Georgia Tech Team Uses Heparin to Improve BMP-2 Delivery

Researchers at the Georgia Institute of Technology (Atlanta) have bound bone morphogenetic protein-2 (BMP-2) to heparin microparticles to achieve 1000-fold-greater concentrations of the bone regenerating growth factor than have previously been reported.

The greater concentration is hoped to lead to smaller and more-targeted doses of the expensive growth factors. Additionally, the BMP-2 was also found to remain bioactive after long periods of time spent bound to the microparticles.

“The net result is more efficient and spatially controlled delivery of this very potent and very valuable protein,” said Todd McDevitt, an associate professor in the Wallace H. Coulter Department of Biomedical Engineering at Georgia Tech. McDevitt is also the director of Georgia Tech’s Stem Cell Engineering Center.

In “Heparin Microparticle Effects on Presentation and Bioactivity of Bone Morphogenetic Protein-2,” published in the journal Biomaterials, the scientists describe the fabrication and characterization of heparin methacrylamide (HMAm) microparticles for recombinant growth factor delivery.

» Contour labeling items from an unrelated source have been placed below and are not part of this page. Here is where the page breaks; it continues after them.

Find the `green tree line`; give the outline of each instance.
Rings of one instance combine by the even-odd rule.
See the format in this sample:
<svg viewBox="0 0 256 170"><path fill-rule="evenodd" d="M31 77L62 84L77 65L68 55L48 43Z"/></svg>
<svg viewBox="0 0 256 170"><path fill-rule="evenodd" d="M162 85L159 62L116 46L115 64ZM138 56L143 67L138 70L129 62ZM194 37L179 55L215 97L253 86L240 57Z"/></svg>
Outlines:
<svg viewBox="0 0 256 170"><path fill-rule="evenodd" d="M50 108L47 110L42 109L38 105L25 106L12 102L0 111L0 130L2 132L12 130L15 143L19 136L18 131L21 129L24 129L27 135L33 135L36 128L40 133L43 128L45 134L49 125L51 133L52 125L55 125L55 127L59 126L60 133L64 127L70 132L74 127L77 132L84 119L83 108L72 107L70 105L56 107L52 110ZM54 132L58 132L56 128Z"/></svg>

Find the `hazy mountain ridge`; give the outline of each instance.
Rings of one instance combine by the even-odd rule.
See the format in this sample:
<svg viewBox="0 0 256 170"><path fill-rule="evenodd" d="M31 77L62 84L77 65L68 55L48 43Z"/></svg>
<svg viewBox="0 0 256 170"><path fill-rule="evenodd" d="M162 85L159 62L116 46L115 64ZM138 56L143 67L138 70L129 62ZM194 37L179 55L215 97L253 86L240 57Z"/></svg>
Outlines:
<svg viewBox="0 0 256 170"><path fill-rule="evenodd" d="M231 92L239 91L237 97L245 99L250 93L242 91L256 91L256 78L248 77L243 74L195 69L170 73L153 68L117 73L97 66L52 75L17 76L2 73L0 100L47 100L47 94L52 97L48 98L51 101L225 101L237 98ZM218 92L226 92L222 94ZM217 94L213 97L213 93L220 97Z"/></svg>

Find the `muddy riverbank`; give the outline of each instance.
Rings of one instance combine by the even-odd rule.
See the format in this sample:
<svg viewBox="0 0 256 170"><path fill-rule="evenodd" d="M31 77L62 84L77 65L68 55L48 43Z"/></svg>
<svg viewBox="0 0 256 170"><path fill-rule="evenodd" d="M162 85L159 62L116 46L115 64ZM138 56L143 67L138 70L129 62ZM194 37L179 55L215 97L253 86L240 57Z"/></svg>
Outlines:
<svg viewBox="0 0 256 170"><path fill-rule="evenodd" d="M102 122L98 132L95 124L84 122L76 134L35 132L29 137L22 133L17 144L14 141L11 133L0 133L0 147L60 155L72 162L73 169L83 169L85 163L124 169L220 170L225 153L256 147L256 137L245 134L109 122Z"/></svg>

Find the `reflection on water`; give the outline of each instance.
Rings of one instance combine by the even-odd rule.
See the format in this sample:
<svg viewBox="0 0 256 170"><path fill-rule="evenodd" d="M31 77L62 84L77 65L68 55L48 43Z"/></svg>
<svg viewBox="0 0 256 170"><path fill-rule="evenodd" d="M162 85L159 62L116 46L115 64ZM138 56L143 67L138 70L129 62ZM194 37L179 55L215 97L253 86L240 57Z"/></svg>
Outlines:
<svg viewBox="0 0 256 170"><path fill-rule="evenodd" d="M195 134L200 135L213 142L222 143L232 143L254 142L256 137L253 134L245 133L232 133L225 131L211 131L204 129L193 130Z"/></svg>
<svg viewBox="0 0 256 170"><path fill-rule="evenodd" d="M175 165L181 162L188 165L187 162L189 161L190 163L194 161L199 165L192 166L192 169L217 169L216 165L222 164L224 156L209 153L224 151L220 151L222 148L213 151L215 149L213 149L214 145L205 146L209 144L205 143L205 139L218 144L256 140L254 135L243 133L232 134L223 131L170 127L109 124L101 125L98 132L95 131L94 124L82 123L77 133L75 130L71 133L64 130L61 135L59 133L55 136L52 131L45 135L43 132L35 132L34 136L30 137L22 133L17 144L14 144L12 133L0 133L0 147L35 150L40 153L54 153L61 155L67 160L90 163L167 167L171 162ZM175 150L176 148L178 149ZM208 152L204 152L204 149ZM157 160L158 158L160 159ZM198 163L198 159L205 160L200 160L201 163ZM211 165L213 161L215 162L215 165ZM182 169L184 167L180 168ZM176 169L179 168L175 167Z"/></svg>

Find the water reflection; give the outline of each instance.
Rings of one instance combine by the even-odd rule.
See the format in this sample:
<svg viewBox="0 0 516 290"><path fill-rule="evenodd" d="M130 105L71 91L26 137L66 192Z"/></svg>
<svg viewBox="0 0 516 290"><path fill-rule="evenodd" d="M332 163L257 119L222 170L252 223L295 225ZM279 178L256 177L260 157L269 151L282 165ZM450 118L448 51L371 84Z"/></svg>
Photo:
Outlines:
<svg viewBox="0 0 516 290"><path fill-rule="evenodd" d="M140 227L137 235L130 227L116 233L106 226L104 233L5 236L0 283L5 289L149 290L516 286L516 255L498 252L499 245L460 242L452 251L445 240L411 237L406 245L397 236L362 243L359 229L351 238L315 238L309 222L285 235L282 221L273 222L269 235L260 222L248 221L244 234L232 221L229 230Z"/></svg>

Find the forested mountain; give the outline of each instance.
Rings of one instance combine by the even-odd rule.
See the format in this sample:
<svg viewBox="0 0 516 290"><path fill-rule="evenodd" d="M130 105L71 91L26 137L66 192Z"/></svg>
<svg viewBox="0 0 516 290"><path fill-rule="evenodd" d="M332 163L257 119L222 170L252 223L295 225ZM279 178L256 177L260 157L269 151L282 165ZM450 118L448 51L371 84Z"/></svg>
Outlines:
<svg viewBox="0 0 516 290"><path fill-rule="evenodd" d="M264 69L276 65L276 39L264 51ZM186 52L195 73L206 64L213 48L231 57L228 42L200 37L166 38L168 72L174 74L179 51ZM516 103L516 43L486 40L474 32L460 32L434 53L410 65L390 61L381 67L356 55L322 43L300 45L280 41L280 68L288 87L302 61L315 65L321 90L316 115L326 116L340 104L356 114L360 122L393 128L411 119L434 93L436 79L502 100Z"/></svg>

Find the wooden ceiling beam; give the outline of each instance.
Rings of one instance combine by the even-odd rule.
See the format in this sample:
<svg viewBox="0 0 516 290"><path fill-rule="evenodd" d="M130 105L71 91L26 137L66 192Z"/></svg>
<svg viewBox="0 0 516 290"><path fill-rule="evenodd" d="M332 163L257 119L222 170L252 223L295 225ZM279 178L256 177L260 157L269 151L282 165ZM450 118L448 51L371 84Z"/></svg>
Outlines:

In addition to BMP-2, the HMAm microparticles were also shown to efficiently bind vascular endothelial growth factor (VEGF) and basic fibroblast growth factor (FGF-2).

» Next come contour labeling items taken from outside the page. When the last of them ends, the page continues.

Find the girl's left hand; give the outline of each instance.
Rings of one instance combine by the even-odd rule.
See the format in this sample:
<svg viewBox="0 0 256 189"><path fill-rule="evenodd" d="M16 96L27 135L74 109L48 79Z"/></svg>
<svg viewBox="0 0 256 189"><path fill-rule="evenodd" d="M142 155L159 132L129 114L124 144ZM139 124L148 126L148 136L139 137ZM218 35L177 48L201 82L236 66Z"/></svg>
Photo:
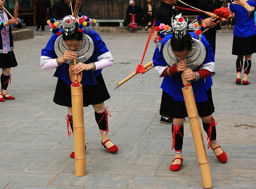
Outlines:
<svg viewBox="0 0 256 189"><path fill-rule="evenodd" d="M187 68L184 73L185 73L185 77L188 81L192 81L196 78L196 76L190 68Z"/></svg>
<svg viewBox="0 0 256 189"><path fill-rule="evenodd" d="M79 63L77 64L72 69L72 71L74 74L77 74L83 70L90 70L94 69L94 66L92 63Z"/></svg>

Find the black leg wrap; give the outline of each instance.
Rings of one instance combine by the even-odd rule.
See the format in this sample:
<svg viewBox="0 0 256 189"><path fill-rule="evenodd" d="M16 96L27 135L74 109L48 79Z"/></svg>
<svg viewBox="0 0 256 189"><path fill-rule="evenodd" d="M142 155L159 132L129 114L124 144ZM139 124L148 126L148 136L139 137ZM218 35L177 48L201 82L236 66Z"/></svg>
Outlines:
<svg viewBox="0 0 256 189"><path fill-rule="evenodd" d="M242 69L243 68L243 59L237 58L236 59L236 73L242 72ZM245 66L245 63L244 63L244 65Z"/></svg>
<svg viewBox="0 0 256 189"><path fill-rule="evenodd" d="M173 144L172 149L175 151L182 149L183 145L183 136L184 136L184 127L183 125L177 125L173 123L172 126Z"/></svg>
<svg viewBox="0 0 256 189"><path fill-rule="evenodd" d="M100 130L108 132L108 113L106 109L102 113L94 112L95 120L98 124L99 128Z"/></svg>
<svg viewBox="0 0 256 189"><path fill-rule="evenodd" d="M10 79L10 75L5 76L3 74L1 75L1 89L6 90L9 84L9 80Z"/></svg>
<svg viewBox="0 0 256 189"><path fill-rule="evenodd" d="M204 121L202 121L202 125L203 126L203 129L204 129L204 131L206 132L208 136L210 136L211 138L210 139L210 140L213 141L216 140L216 126L214 125L211 126L211 124L212 125L213 123L214 123L213 121L214 121L213 118L212 118L212 119L213 121L211 121L209 122L205 122ZM211 128L210 128L210 126L211 126ZM211 130L211 133L209 133L209 130Z"/></svg>
<svg viewBox="0 0 256 189"><path fill-rule="evenodd" d="M251 69L251 60L246 59L244 61L244 66L243 67L244 74L249 74L249 73L250 73L250 69Z"/></svg>

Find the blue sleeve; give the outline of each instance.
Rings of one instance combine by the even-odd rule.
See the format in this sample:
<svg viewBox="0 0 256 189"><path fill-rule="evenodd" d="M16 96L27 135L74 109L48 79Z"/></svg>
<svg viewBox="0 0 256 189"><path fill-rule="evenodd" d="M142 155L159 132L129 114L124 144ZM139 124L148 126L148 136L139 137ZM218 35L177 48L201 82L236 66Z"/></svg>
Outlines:
<svg viewBox="0 0 256 189"><path fill-rule="evenodd" d="M202 37L201 38L201 42L205 47L205 50L206 51L206 56L204 61L203 61L203 64L214 62L215 59L213 50L212 50L211 45L210 45L208 42L207 41L204 35L202 35Z"/></svg>
<svg viewBox="0 0 256 189"><path fill-rule="evenodd" d="M165 66L167 64L162 54L162 48L161 48L160 52L158 47L155 49L153 57L153 62L155 67Z"/></svg>
<svg viewBox="0 0 256 189"><path fill-rule="evenodd" d="M94 43L94 54L97 57L109 52L106 44L96 32L90 30L88 32L85 31L84 33L88 35L93 39Z"/></svg>
<svg viewBox="0 0 256 189"><path fill-rule="evenodd" d="M55 41L59 36L56 34L54 34L49 40L49 41L46 45L46 47L42 50L41 56L45 56L49 57L51 58L57 58L57 55L55 53L54 49L54 44Z"/></svg>

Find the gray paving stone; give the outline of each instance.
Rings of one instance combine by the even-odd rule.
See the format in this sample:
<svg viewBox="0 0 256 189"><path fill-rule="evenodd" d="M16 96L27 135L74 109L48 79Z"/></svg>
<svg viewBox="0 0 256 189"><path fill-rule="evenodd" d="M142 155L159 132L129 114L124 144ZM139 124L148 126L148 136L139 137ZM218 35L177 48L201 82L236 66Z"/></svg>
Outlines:
<svg viewBox="0 0 256 189"><path fill-rule="evenodd" d="M0 182L1 181L0 181ZM0 188L1 189L4 188L8 184L8 183L0 183Z"/></svg>
<svg viewBox="0 0 256 189"><path fill-rule="evenodd" d="M16 149L49 151L57 144L47 142L42 143L40 142L3 141L1 142L0 145L1 146L1 148L0 148L0 151Z"/></svg>
<svg viewBox="0 0 256 189"><path fill-rule="evenodd" d="M56 175L56 173L0 170L1 180L13 183L47 184Z"/></svg>
<svg viewBox="0 0 256 189"><path fill-rule="evenodd" d="M10 184L7 189L83 189L83 186L58 186L38 184Z"/></svg>
<svg viewBox="0 0 256 189"><path fill-rule="evenodd" d="M116 169L112 169L114 167ZM90 162L86 167L87 173L101 175L118 175L133 176L152 176L154 175L157 165L127 164L120 162L110 162L102 164L101 163Z"/></svg>
<svg viewBox="0 0 256 189"><path fill-rule="evenodd" d="M30 141L34 139L37 134L0 134L0 140L5 141Z"/></svg>
<svg viewBox="0 0 256 189"><path fill-rule="evenodd" d="M25 170L34 163L34 160L2 159L0 161L0 169L1 170Z"/></svg>
<svg viewBox="0 0 256 189"><path fill-rule="evenodd" d="M67 136L67 108L53 102L57 81L53 77L54 70L43 70L39 66L41 50L50 36L37 35L15 42L19 66L12 69L8 92L16 100L6 101L0 107L0 162L5 169L1 170L0 165L0 188L7 184L7 188L25 189L202 188L188 122L184 124L182 167L179 172L169 170L175 152L171 149L171 126L160 123L162 78L153 69L114 90L141 62L147 35L101 35L115 59L113 66L104 69L102 74L111 96L105 102L112 115L108 117L109 136L119 151L112 154L103 147L94 110L92 106L85 108L87 174L81 178L75 177L74 160L69 157L74 138ZM232 38L231 33L217 33L216 74L212 87L218 142L228 155L228 162L219 163L211 149L207 149L207 153L213 188L252 189L255 127L239 126L256 126L256 74L250 73L249 85L235 83L236 57L231 56ZM145 63L150 61L154 50L155 44L150 43ZM254 56L252 61L256 62ZM36 137L29 140L33 135ZM203 137L207 146L204 132ZM22 179L27 177L28 180Z"/></svg>
<svg viewBox="0 0 256 189"><path fill-rule="evenodd" d="M87 174L83 177L75 177L74 174L61 173L52 183L53 184L86 186L98 187L126 188L132 176Z"/></svg>
<svg viewBox="0 0 256 189"><path fill-rule="evenodd" d="M246 169L230 170L230 180L239 181L255 182L255 170Z"/></svg>
<svg viewBox="0 0 256 189"><path fill-rule="evenodd" d="M8 158L16 159L51 160L57 158L61 154L61 152L57 151L18 150Z"/></svg>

The work was a joint effort of several labs that are part of Georgia Tech’s Petit Institute for Bioengineering and Bioscience. Marian Hettiaratchi, a graduate student in McDevitt's lab, was the paper's lead author.

“We are very excited about the potential for the heparin microparticle technology to improve the safety and efficacy of recombinant protein delivery for tissue regeneration clinical applications,” said Robert Guldberg, executive director of the Petit Institute.

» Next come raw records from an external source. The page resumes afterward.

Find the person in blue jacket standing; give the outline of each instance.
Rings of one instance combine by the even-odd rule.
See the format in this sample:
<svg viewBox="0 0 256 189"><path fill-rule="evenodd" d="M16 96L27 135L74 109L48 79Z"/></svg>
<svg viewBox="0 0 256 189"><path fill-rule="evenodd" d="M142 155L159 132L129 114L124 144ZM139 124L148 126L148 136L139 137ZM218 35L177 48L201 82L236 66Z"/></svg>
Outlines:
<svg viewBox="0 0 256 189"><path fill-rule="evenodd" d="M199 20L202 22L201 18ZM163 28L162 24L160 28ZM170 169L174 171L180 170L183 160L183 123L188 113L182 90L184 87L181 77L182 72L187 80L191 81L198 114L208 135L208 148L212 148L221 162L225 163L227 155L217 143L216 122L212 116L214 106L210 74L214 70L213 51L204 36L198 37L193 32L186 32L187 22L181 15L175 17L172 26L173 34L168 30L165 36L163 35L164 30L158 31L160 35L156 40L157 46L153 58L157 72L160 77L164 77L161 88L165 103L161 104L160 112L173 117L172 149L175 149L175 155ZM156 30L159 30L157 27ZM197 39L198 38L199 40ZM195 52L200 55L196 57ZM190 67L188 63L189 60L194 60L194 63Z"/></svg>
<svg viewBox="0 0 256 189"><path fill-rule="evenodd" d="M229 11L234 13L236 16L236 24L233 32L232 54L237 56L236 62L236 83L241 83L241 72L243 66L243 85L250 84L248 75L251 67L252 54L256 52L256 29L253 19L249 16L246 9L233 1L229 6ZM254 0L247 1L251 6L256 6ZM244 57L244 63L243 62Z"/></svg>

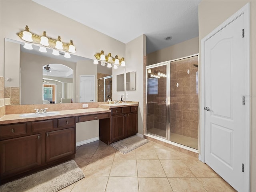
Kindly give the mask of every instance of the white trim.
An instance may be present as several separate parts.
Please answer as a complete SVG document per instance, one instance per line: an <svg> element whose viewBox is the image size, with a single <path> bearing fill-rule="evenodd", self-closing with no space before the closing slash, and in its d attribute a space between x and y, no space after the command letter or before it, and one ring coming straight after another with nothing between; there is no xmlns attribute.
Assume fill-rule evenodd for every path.
<svg viewBox="0 0 256 192"><path fill-rule="evenodd" d="M147 133L144 134L144 135L147 137L150 137L153 139L158 140L159 141L162 141L163 142L164 142L165 143L168 143L169 144L171 144L172 145L174 145L174 146L178 147L180 148L182 148L182 149L186 149L186 150L188 150L188 151L192 151L192 152L194 152L194 153L199 153L199 152L198 150L197 150L195 149L193 149L193 148L190 148L190 147L185 146L184 145L182 145L180 144L179 144L178 143L168 141L168 140L167 140L166 139L164 138L161 138L160 137L155 136L153 135L151 135L150 134L148 134Z"/></svg>
<svg viewBox="0 0 256 192"><path fill-rule="evenodd" d="M76 146L80 146L80 145L84 145L84 144L87 144L87 143L93 142L94 141L98 141L100 140L100 137L96 137L94 138L91 138L90 139L87 139L87 140L84 140L84 141L80 141L77 142L76 144Z"/></svg>
<svg viewBox="0 0 256 192"><path fill-rule="evenodd" d="M143 138L143 135L142 135L142 134L140 134L140 133L137 133L136 134L136 135L137 135L138 137L141 137L142 138Z"/></svg>
<svg viewBox="0 0 256 192"><path fill-rule="evenodd" d="M205 161L205 111L204 109L205 106L205 84L204 81L205 77L205 42L211 37L214 35L216 33L221 30L234 20L236 19L241 15L244 14L244 64L245 64L245 84L247 85L245 88L245 92L244 93L246 97L246 103L248 107L246 109L246 126L244 128L245 132L244 138L244 146L245 155L245 162L244 162L244 174L246 174L246 180L248 182L248 183L247 184L247 189L246 191L250 191L250 106L251 101L251 81L250 81L250 4L247 3L246 5L244 6L240 10L238 11L236 13L230 17L220 25L219 26L215 29L213 30L210 34L206 36L204 38L202 39L201 41L201 63L200 65L201 67L201 78L200 80L201 82L201 106L200 112L201 114L201 118L200 120L200 132L201 132L200 142L201 145L200 150L200 161L204 162Z"/></svg>

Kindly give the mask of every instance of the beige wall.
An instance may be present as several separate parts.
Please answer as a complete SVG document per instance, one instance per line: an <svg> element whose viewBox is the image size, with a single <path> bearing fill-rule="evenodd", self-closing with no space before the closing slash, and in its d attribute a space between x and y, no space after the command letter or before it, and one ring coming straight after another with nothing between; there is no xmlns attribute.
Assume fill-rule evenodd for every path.
<svg viewBox="0 0 256 192"><path fill-rule="evenodd" d="M199 55L201 40L248 2L251 35L251 191L256 191L256 1L202 1L198 7ZM200 60L200 58L199 66Z"/></svg>
<svg viewBox="0 0 256 192"><path fill-rule="evenodd" d="M139 102L138 133L143 134L143 47L146 36L142 35L126 44L126 72L136 71L136 90L126 91L128 101Z"/></svg>
<svg viewBox="0 0 256 192"><path fill-rule="evenodd" d="M198 38L196 37L147 55L147 65L178 59L199 52Z"/></svg>
<svg viewBox="0 0 256 192"><path fill-rule="evenodd" d="M124 43L32 1L1 0L0 4L1 50L4 50L4 38L23 42L16 34L28 25L30 30L36 34L45 30L49 37L60 36L63 42L72 40L77 55L93 59L95 53L104 50L125 57ZM0 57L0 76L3 76L3 51Z"/></svg>

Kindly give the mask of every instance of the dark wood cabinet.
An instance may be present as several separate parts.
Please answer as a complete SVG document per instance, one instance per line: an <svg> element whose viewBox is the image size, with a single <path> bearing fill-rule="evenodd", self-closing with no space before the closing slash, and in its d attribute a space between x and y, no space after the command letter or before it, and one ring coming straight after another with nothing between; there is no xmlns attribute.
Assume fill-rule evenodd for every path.
<svg viewBox="0 0 256 192"><path fill-rule="evenodd" d="M111 141L125 138L126 136L126 114L112 115L111 116Z"/></svg>
<svg viewBox="0 0 256 192"><path fill-rule="evenodd" d="M126 136L130 137L138 132L138 113L128 113L126 117Z"/></svg>
<svg viewBox="0 0 256 192"><path fill-rule="evenodd" d="M40 166L41 140L37 134L1 141L1 179Z"/></svg>
<svg viewBox="0 0 256 192"><path fill-rule="evenodd" d="M1 183L74 158L75 118L1 126Z"/></svg>
<svg viewBox="0 0 256 192"><path fill-rule="evenodd" d="M109 123L100 121L100 140L109 145L111 143L135 135L138 132L138 106L111 108Z"/></svg>
<svg viewBox="0 0 256 192"><path fill-rule="evenodd" d="M46 163L74 154L74 128L51 131L46 134Z"/></svg>

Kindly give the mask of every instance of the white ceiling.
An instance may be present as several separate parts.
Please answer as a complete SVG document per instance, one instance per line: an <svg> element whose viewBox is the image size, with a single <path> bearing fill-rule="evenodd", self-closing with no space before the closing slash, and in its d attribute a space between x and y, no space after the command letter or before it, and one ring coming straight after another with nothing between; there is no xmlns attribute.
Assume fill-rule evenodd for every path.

Current BMP-2 delivery techniques use a collagen sponge, which releases large amounts of the drug in an initial burst. To compensate for the high initial dose, excess growth factor is loaded into the sponge, which causes inefficient and non-specific delivery of the drug. This dispersion can lead to unwanted bone formation in the areas surrounding the injury site.

The new study reported that BMP-2 stayed tightly bound to the heparin microparticles, so it is released slowly over time. After 28 days, just 25 percent of the growth factor had been released from the microparticles.

“If we can get a more robust response by actually using less growth factor, then I think we’re on to something that can be a more efficient delivery system,” McDevitt said.

This research was supported by a Transformative Research Award from the National Institutes of Health (NIH) and the National Science Foundation (NSF).